I have decided I need to cut out things that I'm doing just so I don't hurt people. I sometimes schedule myself 3 or 4 things to do in a day-- which doesn't seem like a lot when you're a business person, but my life consists of nap time schedules, laundry, kindergarten schedules, feeding kidlets, grocery shopping, cooking, etc. I am apart of a book club, a game club, 2 weekly Bible studies, have a gym membership, and plan at least 2 play dates a week. I'm tired. To top it all off, I have also been dealing with a flood/house remodel for over 2 months now. So, that means, I have random worker men in my house all day almost every day. I have dust flying, pee on my toilet from unknown people, and a dog who barks at every little noise, because she's confused.
I'm not sure how to say "no" when people want to do something. I feel like I'm always up for dinner with friends, heck in the last week, we've had dinner with friends 4 times. I love spending time with people. I do feel energized when I'm with them. Then, I come home and realize that I haven't had quality time with my little people, because I'm doing so much.
Last Wednesday, I woke up late, somehow got out the door in 25 minutes, went to Bible study, came home for a quick lunch, took Cole to school, ran errands, did nap time with Amelia, ran to get Cole, went to the gym, came home, fed my kids at 7:30, a friend came over until 9 and then I put the kids to bed. This is a little busier than normal, but it's not so far out of the norm... After I put my kids to bed, I realized that I was so busy doing good things that I didn't have any time to just be with them.
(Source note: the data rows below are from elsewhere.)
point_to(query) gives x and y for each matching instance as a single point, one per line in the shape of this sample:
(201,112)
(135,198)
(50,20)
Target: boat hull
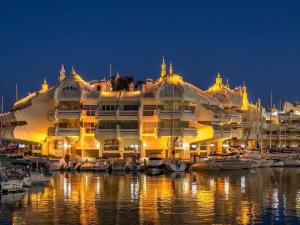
(278,164)
(292,162)
(11,185)
(176,167)
(266,163)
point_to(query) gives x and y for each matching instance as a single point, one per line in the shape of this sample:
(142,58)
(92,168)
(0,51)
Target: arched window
(111,144)
(69,88)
I'm trying to figure out what is going to fill me as a person and what is going to take away from my family. I can't keep going and doing like I am. I can't schedule something for every night of the week. I just can't.
I have a lot of friends and only so much time. I love people, and that's the hardest thing about trying to simplify life, I feel like in order to just be with my family, I have a cut out friendships... and I'm not sure how that works.
So, if I say no to you, please don't take it personal. Please know that I am trying to find balance with my family.
I know adding my blog back in seems like something else to do, but really, for me, writing helps me to process my life.